Scalability trades off privacy vs traffic. I.e .false positives = privacy =
bandwidth.
Bloom size is 512-bits, and we have m topics, which leads to some p false
positive rate.
Assuming optimal number of hash functions, k = (m/n) ln2. Note that this is set
to 3 in Whisper afaict.
https://hur.st/bloomfilter/?n=1000&p=&m=512&k=3
Woaha, so at 512 bits, k=3 the probability of false positives is 1% at ~50
topics, ~10% at 100 topics and essentially 1 at 1000 topics.

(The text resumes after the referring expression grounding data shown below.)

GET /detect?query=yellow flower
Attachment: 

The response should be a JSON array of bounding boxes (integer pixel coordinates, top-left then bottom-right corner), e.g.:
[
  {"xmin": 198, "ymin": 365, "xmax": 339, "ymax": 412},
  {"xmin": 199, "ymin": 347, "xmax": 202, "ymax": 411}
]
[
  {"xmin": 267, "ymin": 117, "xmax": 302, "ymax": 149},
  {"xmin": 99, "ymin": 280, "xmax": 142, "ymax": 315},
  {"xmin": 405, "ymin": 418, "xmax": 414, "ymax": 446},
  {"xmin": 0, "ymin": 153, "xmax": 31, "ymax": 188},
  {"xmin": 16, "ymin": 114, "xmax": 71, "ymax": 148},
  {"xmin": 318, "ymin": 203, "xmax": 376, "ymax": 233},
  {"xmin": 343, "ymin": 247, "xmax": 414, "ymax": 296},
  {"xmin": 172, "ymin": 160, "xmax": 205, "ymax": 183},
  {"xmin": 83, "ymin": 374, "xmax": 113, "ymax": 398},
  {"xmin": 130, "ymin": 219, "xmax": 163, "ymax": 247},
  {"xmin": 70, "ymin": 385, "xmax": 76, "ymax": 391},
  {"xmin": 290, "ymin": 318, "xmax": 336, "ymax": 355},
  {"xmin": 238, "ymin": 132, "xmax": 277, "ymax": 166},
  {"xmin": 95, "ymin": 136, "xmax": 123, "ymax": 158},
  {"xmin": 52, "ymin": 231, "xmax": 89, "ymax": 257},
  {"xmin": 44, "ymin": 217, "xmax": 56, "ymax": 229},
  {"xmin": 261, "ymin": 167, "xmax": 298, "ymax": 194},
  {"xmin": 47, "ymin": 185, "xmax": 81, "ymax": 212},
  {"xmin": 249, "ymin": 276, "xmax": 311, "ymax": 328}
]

Which makes sense, since the bloom would be full by then. Question: is this
actual items in filter or universe? This is for all that filter is being tested
to.
You need about 10 bits per element or 1 byte. So 50 topics checks out. Um...
sigh.
Accurate that this means 1% traffic overhead if you listen to 50 topics? How
many topics does a normal app listen to? It quickly explodes! Actually is this
accurate? Because if you get 100% it isn't 100% of traffic, it is _all_ traffic.
topicMatch vs bloomMatch.
ok, 3 main factors:
1 big topics
- discover, then 5k one
- what happens
2. duplicate messages
- number of peers
- mailservers
3. bloom filter
- false positive
- direct api call
4. disconnect bad peers
offline case dominating over online